After her internship, Kleis returned to the United States to finish her bachelor’s degree at Brown University. By then, she had decided that she would strive to become a chef. She moved back to Puerto Rico to accept an internship at the Caribe Hilton Hotel in San Juan.

She missed France and in 1986 she went back. She took a position as an intern at Chez Pauline. She continued to apply for positions and internships in various restaurants in France to gain more knowledge and skill of the culinary profession.

“I once applied for a job and was told that I wasn’t fit to cook in the professional world because I was a woman,” Kleis said. “It was a different time, and women were not seen as they are now.”
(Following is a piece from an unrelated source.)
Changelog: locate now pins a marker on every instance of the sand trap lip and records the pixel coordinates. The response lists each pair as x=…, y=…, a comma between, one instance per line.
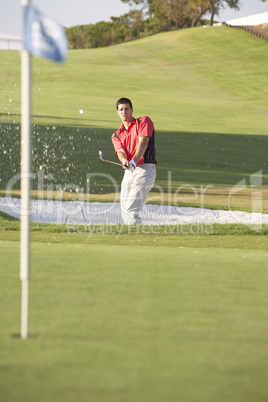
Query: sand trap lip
x=97, y=213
Later, Kleis moved to Geneva, Switzerland to work at the five-star Hotel Beau Rivage with her mentor, Georges Blanc. She was one of two women among 25 chefs. She worked alongside Blanc for a year, also traveling to Puerto Rico and the South of France during the winters and summers to act as a private chef for the owners of Chanel.

“Looking back, I was very fortunate Georges was my mentor,” Kleis said. “He grew up with his mother in the kitchen and accepted women in his.”

Kleis interned in two other restaurants in France before moving back to Puerto Rico in 1990 and creating one of the most prestigious off-premise catering companies on the island.

“We catered for the Puerto Rican tourism company, Major League Baseball, several of the governors’ inauguration balls and the National Governor’s Association Convention,” she said.

In 2006, she developed a restaurant concept — Urban Cuisine — a fast casual restaurant that emphasized quality and freshness at affordable prices. Within six months of opening, the restaurant was chosen among Puerto Rico’s top 20 favorite restaurants in a public survey by a local newspaper.

Two years later, Kleis and her husband decided to move to Miami. While here, she appeared in various cooking segments for Despierta America before she was hired by Pollo Tropical.

“At that point in my career, I wanted a job that gave me a balanced life and put the skills I have to good use. Pollo Tropical has given me that opportunity,” Kleis said. “I am very fortunate to have found a home here, in their kitchens.”

Today, when she’s not creating recipes and new flavors for Pollo Tropical, Kleis spends time with her husband and four daughters. She also is writing a book about her experiences in the culinary profession.

“I think it’s important that a woman chooses a career she loves whether or not it’s considered a man’s profession. You have to pursue what you love because that’s how you are really going to do your best,” Kleis added.